The reserve is in the Cabo Frio region of Rio de Janeiro state, which includes the municipalities of Arraial do Cabo and Cabo Frio. It is in a flat region with small elevations, with dunes along the coast, broken by rocky headlands, islands and stretches of beach. The Saquarema and Araruama lagoon systems and the almost intact Restinga da Massambaba sandbank are important features. The region benefits from an upswelling of cold water originating in the polar region that is high in nutrients.
The water is clear and supports a large population of fish.
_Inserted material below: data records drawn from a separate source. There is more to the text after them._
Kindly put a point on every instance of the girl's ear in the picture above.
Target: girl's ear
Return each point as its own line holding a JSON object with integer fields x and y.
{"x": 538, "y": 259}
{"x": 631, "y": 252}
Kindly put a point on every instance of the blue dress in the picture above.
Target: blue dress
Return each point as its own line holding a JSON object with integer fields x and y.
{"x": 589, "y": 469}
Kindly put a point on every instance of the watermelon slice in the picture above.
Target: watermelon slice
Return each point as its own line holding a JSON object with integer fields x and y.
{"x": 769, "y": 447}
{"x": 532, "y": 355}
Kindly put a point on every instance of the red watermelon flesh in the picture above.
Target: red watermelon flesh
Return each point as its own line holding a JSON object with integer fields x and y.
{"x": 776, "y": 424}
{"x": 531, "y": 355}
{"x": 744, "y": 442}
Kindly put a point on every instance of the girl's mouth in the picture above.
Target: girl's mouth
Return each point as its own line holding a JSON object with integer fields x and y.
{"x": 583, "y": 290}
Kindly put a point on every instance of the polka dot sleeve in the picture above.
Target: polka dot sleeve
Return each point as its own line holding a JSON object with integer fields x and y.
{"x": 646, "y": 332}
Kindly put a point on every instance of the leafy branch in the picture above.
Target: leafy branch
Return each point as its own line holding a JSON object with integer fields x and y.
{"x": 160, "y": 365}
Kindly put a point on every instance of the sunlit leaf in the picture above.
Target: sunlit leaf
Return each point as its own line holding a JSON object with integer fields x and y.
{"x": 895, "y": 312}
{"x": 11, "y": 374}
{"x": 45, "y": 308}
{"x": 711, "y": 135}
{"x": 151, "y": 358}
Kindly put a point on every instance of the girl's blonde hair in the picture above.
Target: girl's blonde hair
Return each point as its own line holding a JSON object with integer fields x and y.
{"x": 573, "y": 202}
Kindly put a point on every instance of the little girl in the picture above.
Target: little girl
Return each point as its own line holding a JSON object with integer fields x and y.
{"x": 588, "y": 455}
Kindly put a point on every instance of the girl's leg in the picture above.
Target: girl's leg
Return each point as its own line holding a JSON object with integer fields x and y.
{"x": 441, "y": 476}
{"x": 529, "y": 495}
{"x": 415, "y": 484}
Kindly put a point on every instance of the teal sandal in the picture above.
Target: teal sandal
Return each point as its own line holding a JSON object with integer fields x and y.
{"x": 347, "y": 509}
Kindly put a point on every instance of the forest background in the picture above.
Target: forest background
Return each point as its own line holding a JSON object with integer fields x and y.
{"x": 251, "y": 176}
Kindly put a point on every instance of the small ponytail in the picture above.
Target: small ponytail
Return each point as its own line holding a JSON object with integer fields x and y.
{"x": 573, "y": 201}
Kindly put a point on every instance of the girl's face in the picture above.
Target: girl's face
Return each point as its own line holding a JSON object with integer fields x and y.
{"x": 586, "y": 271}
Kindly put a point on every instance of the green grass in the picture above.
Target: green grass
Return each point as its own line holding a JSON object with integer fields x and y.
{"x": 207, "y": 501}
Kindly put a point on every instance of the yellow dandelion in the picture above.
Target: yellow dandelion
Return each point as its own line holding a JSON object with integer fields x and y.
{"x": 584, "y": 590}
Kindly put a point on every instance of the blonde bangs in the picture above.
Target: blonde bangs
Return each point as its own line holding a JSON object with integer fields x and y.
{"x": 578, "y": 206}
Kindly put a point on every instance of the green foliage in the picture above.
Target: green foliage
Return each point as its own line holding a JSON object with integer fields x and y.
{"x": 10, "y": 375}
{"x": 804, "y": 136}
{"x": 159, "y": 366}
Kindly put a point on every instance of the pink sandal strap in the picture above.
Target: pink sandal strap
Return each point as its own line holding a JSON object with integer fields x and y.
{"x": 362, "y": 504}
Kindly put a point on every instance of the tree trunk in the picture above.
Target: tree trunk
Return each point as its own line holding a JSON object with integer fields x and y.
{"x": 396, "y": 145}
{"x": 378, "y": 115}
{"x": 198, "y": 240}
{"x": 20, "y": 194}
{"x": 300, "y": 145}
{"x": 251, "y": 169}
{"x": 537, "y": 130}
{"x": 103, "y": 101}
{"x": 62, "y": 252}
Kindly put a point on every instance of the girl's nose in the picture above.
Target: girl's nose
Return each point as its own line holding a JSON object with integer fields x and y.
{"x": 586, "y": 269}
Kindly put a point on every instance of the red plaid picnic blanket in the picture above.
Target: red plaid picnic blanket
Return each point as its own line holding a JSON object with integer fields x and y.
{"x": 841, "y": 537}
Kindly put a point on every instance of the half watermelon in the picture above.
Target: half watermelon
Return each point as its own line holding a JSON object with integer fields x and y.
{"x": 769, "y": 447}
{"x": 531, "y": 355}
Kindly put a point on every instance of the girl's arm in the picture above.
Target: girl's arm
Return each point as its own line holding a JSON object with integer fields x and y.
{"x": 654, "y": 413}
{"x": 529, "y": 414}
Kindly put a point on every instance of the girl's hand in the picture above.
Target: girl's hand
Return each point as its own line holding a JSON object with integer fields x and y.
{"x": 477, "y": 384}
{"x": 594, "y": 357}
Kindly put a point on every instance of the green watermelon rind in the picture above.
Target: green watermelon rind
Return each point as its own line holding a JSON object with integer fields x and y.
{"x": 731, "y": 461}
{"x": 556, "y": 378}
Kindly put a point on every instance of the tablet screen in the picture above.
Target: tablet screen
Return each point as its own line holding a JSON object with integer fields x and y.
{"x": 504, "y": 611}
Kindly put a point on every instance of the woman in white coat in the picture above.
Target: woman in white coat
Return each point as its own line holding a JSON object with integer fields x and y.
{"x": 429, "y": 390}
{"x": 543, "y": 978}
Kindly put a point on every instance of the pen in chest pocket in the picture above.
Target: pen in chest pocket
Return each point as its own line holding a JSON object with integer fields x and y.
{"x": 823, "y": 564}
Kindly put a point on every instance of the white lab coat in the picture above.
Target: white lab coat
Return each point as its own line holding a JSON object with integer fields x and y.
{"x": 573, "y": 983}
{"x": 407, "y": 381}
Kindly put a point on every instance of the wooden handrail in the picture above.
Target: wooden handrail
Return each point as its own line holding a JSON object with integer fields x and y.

Protected species in the reserve include the Barber goby (Elacatinus figaro), sea ginger (Millepora alcicornis), the sea urchin Paracentrotus gaimardi, the gorgonian Phyllogorgia dilatata, sperm whale (Physeter macrocephalus) and royal tern (Thalasseus maximus).

==Economy==

As of 2002 the municipality had a population of 23,877 inhabitants, with about 300 registered fishing families who had been fishing in the region for over 100 years.
Within the reserve only traditional fishing vessels are allowed according to the utilisation plan, which aims for sustainable use of the marine fauna, as well as tourism and leisure activities. A variety of methods are used to catch fish including line fishing, small trawlers and underwater octopus hunting. A 2004 study showed that the local fishermen are well-informed about the biodiversity of the region and the different uses for the different species. Since the mid-1990s there has been rapid and uncontrolled growth of tourism, leading to conflicts between the artisanal fishermen and the companies operating tour boats and organising diving.

==History==

The Arraial do Cabo Marine Extractive Reserve was established by federal decree on 3 January 1997. It is administered by the Chico Mendes Institute for Biodiversity Conservation (ICMBio). It is classed as IUCN protected area category VI (protected area with sustainable use of natural resources). An extractive reserve is an area used by traditional extractive populations whose livelihood is based on extraction, subsistence agriculture and small-scale animal raising. Its basic objectives are to protect the livelihoods and culture of these people and to ensure sustainable use of natural resources.

The utilisation plan was approved by the Brazilian Institute of Environment and Renewable Natural Resources (IBAMA) on 18 February 1999. The deliberative council was created on 27 August 2010. On 6 November 2013 the families in the reserve were given access to PRONAF support. Standards for sustainable squid fishing were defined on 29 January 2014.